Kriminalität CDU: Kleine Anfrage zu getötetem Einbrecher von Hamburg-Jenfeld

Der Überfall auf einen Hausbesitzer in Hamburg-Jenfeld, bei dem in der Nacht zu Mittwoch ein 25-Jähriger starb, beschäftigt nun auch die Politik. Die CDU-Bürgerschaftsfraktion stellte eine Kleine Anfrage an den Senat, wie am Freitag bekannt wurde.

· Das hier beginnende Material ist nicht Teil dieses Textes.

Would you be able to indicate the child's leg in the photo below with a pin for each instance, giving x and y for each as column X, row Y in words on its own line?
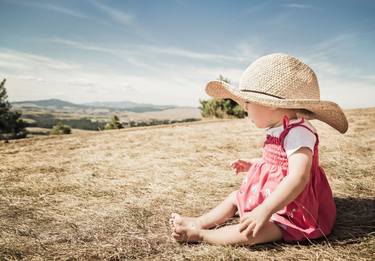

Hamburg. Der Abgeordnete Denis Gladiator erklärte, der getötete Mann sei ein ausländischer Intensivtäter gewesen. Der Experte für Innere Sicherheit will nun wissen, seit wann und mit welchem Recht sich der 25-Jährige in Deutschland aufhielt und warum er nicht abgeschoben wurde. Nach Informationen des "Hamburger Abendblatts" saß der aus Westafrika stammende Mann mehr als drei Jahre im Gefängnis und wurde erst vor gut einem Monat entlassen. Er sei auch schon in einen ähnlichen Wohnungsraub verwickelt gewesen.

Der 25-Jährige soll zusammen mit einem Komplizen den Hausbesitzer überfallen haben. Die beiden Männer traten nach Angaben der Polizei die mit einem Riegel gesicherte Tür ein. Der 63 Jahre alte Hausbesitzer griff zur Pistole und schoss auf den 25-Jährigen im Hausflur. Die Einbrecher flohen, der Verletzte brach auf der Straße zusammen und starb. Sein Komplize wird von der Polizei gesucht.